Scientists have found what they think is the oldest fossil on Earth, a remnant of life from 3.7 billion years ago when Earth’s skies were orange and its oceans green.

In a newly melted part of Greenland, Australian scientists found the leftover structure from a community of microbes that lived on an ancient seafloor, according to a study in Wednesday’s journal Nature .

The discovery shows life may have formed quicker and easier than once thought, about half a billion years after Earth formed. And that may also give hope for life forming elsewhere, such as Mars, said study co-author Martin VanKranendonk of the University of New South Wales and director of the Australian Center for Astrobiology.
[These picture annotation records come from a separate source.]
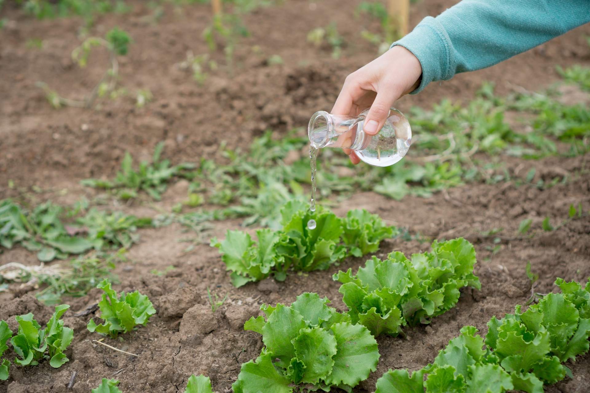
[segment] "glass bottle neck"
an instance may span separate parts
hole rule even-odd
[[[346,116],[316,112],[310,119],[307,134],[312,146],[339,147],[353,150],[362,150],[368,145],[371,137],[363,132],[362,126],[366,111],[359,116]]]

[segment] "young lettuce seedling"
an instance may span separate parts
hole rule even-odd
[[[106,279],[103,280],[97,288],[104,291],[99,303],[100,318],[104,322],[96,325],[94,319],[90,319],[87,326],[90,332],[115,338],[120,333],[130,332],[137,325],[145,326],[150,317],[156,313],[152,302],[139,291],[121,292],[117,297],[117,292],[111,288],[110,282]]]
[[[123,393],[117,386],[119,385],[119,379],[107,379],[103,378],[99,387],[94,388],[91,393]]]
[[[571,371],[562,363],[588,351],[590,280],[557,279],[560,293],[549,293],[525,312],[487,323],[485,341],[474,326],[438,352],[434,361],[414,371],[389,370],[377,381],[376,393],[465,392],[504,393],[517,390],[543,393]],[[485,343],[485,345],[484,345]],[[425,379],[425,377],[426,377]]]
[[[185,393],[213,393],[211,380],[202,374],[198,377],[193,374],[188,379]]]
[[[52,367],[58,368],[70,361],[64,351],[74,338],[74,331],[64,326],[64,321],[60,319],[68,308],[67,305],[57,306],[45,329],[41,328],[32,313],[15,317],[18,322],[18,334],[10,342],[21,358],[15,359],[17,364],[34,366],[45,358],[50,359]],[[48,351],[48,356],[45,351]]]
[[[255,361],[242,365],[234,392],[290,393],[299,384],[313,391],[349,392],[366,379],[377,367],[377,342],[329,302],[304,293],[290,306],[263,305],[266,319],[252,317],[244,329],[261,334],[265,346]]]
[[[2,355],[4,351],[8,349],[6,343],[12,336],[12,331],[8,328],[8,324],[5,321],[0,321],[0,381],[6,381],[8,379],[10,361],[8,359],[2,360]]]

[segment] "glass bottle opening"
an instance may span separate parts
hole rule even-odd
[[[307,136],[312,146],[316,148],[324,147],[333,132],[334,123],[330,114],[325,111],[316,112],[309,120]]]

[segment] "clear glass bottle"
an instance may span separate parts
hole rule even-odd
[[[312,116],[307,135],[315,148],[350,148],[362,161],[378,167],[393,165],[401,160],[412,143],[412,129],[401,112],[392,108],[385,124],[376,135],[363,132],[366,109],[356,117],[335,115],[324,111]]]

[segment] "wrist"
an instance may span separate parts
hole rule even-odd
[[[418,88],[422,81],[422,65],[411,51],[401,45],[395,45],[389,51],[395,67],[403,70],[401,75],[404,94],[407,94]]]

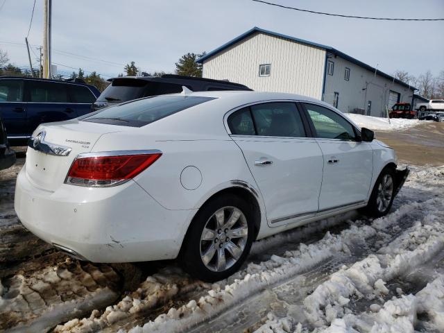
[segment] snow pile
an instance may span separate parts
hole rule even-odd
[[[73,315],[114,301],[119,294],[108,286],[115,286],[119,278],[109,266],[101,268],[67,259],[29,277],[4,279],[0,284],[0,330],[15,327],[18,332],[44,332]]]
[[[374,223],[377,226],[352,225],[338,235],[327,232],[322,240],[308,246],[300,244],[298,250],[287,251],[284,257],[273,255],[269,260],[260,264],[251,263],[246,270],[234,275],[233,283],[226,284],[223,288],[215,284],[212,289],[198,300],[191,300],[178,309],[171,308],[168,313],[157,316],[143,327],[134,327],[130,332],[178,332],[201,323],[268,286],[303,273],[334,255],[349,254],[349,246],[365,242],[366,239],[375,237],[378,228],[397,223],[398,219],[417,209],[418,205],[402,206],[394,214],[394,218],[375,220]],[[341,300],[346,301],[345,298]]]
[[[420,313],[427,313],[440,332],[444,332],[444,275],[440,275],[416,294]]]
[[[94,310],[89,318],[73,319],[65,325],[58,325],[54,332],[100,331],[106,326],[122,321],[128,321],[136,315],[147,313],[160,305],[167,303],[180,291],[185,293],[201,284],[206,287],[207,284],[200,281],[191,282],[189,277],[178,268],[166,268],[148,276],[135,291],[125,296],[117,305],[108,306],[103,314]],[[173,312],[170,311],[170,313]]]
[[[364,116],[355,113],[345,113],[345,116],[359,127],[365,127],[370,130],[404,130],[413,127],[420,123],[418,119],[404,119],[402,118],[392,118],[388,122],[387,118],[377,117]]]
[[[253,333],[300,333],[302,325],[298,323],[294,327],[293,321],[290,317],[278,318],[273,314],[268,313],[266,323]]]
[[[437,219],[436,219],[437,220]],[[344,316],[351,297],[388,293],[383,281],[429,260],[444,248],[444,225],[439,221],[420,223],[404,232],[379,252],[356,262],[350,268],[334,273],[304,300],[305,315],[316,326],[330,324]]]

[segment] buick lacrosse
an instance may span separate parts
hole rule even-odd
[[[320,101],[184,88],[40,126],[15,207],[80,259],[178,257],[216,281],[255,240],[352,210],[386,214],[409,173],[396,163],[371,130]]]

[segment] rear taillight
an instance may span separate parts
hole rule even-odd
[[[74,160],[65,182],[73,185],[102,187],[115,186],[133,178],[154,163],[162,153],[112,155],[112,153],[81,154]]]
“It gives us an idea how our planet evolved and how life gained a foothold,” VanKranendonk said.

Scientists had thought it would take at least half a billion years for life to form after the molten Earth started to cool a bit, but this shows it could have happened quicker, he said. That’s because the newly found fossil is far too complex to have developed soon after the planet’s first life forms, he said.

In an outcrop of rocks that used to be covered with ice and snow, which melted after an exceptionally warm spring, the Australian team found stromatolites, which are intricately layered microscopic layered structures that are often produced by a community of microbes. The stromatolites were about .4 to 1.6 inches high.

It “is like the house left behind made by the microbes,” Van- Kranendonk said.

“It would have been a very different world. It would have had black continents, a green ocean with orange skies,” he said.